If you wanted to simplify that a bit, you could construct the core data without the asymmetric schedule_id field, then add that after the fact:

datapts = jdata['data']
rownames = ['actual', 'upper_end_of_central_tendency']
colnames = [ item['title'] for item in datapts ] 
rows = [ [item['data'][rn] for item in datapts ] for rn in rownames]
d2 = pd.DataFrame(rows, index=rownames, columns=colnames)
d2['schedule_id'] = jdata['schedule_id']

That will make an identical DataFrame (i.e. df == d2). It helps when learning pandas to try a few different construction strategies, and get a feel for what is more straightforward. There are more powerful tools for unfolding nested structures into flatter tables, but they're not as easy to understand first time out of the gate.
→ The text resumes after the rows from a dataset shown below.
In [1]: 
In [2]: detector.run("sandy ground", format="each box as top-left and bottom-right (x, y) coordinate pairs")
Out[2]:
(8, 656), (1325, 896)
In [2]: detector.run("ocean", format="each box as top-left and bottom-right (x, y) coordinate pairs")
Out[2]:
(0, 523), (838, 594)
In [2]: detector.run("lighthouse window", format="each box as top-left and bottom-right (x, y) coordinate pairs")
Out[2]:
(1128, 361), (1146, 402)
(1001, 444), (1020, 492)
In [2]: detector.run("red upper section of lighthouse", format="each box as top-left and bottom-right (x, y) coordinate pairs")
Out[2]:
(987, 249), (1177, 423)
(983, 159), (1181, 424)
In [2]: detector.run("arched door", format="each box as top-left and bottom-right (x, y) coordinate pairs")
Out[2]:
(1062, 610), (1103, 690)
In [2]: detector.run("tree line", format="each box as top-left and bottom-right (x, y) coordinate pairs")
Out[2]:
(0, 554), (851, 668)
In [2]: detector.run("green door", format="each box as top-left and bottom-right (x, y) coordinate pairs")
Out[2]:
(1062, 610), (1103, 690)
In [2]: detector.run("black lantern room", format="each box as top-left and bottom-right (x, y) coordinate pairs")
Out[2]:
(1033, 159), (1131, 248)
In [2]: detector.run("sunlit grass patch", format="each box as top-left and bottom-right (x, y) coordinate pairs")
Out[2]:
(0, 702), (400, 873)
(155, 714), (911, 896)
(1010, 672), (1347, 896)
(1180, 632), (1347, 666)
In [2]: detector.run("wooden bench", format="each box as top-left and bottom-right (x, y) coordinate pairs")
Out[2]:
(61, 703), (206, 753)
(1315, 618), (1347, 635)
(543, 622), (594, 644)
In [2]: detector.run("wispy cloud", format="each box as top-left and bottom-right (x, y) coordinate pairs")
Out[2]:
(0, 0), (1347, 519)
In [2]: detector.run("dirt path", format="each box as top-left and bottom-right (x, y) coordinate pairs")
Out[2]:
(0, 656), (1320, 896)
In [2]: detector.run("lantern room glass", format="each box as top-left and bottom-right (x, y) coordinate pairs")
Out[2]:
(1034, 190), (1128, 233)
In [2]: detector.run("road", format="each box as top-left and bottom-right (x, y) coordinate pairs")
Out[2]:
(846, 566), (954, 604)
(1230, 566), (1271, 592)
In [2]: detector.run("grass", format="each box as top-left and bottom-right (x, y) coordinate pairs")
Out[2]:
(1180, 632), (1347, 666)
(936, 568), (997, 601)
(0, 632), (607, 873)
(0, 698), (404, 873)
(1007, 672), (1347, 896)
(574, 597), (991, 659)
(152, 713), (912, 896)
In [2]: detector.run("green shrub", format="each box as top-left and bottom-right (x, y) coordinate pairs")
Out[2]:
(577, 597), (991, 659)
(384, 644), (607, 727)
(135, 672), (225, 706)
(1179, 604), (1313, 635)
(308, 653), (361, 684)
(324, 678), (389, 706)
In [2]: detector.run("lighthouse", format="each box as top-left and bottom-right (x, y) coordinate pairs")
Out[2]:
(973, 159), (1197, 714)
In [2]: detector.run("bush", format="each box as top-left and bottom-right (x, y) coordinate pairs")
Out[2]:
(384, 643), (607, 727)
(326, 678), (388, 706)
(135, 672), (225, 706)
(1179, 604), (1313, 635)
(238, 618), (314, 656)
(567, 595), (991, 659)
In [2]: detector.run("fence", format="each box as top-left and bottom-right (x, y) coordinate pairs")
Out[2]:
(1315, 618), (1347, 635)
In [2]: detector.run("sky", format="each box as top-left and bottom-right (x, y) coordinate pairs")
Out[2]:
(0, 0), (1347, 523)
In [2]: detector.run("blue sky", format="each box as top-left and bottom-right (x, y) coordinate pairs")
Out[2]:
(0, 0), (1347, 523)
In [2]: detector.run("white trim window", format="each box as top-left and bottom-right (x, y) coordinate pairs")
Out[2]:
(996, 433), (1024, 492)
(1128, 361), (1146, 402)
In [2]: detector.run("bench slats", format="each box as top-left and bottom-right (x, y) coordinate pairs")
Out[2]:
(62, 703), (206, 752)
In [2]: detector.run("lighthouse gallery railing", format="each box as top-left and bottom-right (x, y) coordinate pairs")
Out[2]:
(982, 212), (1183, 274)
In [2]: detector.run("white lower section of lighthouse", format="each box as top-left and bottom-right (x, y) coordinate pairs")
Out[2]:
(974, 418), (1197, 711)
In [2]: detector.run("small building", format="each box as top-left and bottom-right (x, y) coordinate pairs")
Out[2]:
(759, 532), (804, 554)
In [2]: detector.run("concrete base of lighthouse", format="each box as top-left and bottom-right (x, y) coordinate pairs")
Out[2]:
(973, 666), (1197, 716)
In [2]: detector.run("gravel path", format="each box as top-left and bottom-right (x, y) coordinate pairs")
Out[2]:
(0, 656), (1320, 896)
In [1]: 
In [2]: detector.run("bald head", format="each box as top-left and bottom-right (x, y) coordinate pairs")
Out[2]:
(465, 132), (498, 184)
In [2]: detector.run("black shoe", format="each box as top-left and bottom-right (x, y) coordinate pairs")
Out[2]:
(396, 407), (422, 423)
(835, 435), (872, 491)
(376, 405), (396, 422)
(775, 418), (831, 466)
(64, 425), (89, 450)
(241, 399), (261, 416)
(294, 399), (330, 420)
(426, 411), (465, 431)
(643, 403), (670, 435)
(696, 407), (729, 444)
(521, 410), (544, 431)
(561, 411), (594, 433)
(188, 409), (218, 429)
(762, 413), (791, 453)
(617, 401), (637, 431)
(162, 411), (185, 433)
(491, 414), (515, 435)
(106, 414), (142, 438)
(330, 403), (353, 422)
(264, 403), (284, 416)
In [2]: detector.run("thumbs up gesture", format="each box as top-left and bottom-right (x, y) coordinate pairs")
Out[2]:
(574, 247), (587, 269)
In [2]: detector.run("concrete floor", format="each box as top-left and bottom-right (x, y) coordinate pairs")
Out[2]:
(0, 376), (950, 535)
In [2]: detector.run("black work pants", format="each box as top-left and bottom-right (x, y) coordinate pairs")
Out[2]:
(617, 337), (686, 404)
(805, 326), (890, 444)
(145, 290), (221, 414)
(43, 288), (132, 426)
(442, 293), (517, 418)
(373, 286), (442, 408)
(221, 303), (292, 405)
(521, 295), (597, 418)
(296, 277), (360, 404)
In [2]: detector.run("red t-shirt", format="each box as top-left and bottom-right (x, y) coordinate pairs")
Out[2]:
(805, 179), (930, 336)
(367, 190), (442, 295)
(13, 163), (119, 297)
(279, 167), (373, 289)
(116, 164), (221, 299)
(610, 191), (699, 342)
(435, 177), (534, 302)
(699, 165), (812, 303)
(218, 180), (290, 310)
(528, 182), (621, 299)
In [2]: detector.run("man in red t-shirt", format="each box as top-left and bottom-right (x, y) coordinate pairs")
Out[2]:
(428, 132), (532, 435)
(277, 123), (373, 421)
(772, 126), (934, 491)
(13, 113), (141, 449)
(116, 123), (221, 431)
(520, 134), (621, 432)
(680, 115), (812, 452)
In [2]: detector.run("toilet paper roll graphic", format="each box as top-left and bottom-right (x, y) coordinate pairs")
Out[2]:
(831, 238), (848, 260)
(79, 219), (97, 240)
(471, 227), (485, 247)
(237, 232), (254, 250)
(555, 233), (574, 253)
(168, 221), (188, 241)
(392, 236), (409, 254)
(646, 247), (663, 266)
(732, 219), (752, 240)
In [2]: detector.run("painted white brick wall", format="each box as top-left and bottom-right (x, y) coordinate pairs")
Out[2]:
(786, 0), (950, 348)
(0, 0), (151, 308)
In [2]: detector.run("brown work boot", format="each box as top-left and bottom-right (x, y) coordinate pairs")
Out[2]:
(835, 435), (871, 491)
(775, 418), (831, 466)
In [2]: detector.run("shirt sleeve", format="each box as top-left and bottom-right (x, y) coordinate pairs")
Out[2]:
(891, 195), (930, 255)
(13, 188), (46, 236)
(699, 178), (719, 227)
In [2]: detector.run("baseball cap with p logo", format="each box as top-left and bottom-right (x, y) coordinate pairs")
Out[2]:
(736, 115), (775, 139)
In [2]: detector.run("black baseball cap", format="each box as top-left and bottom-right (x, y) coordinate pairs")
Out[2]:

(Update) If you wanted a better structuring on your JSON to make it easier to put into this format, ask pandas what it likes. E.g. df.to_json() output, slightly prettified:

{
  "2009": {
    "actual": "(0.2)",
    "upper_end_of_central_tendency": "-"
  },
  "2010": {
    "actual": "2.8",
    "upper_end_of_central_tendency": "-"
  },
  "longer_run": {
    "actual": "-",
    "upper_end_of_central_tendency": "2.3"
  },
  "schedule_id": {
    "actual": "2014-03-19",
    "upper_end_of_central_tendency": "2014-03-19"
  }
}

That is a format from which pandas' read_json function will immediately construct the DataFrame you desire.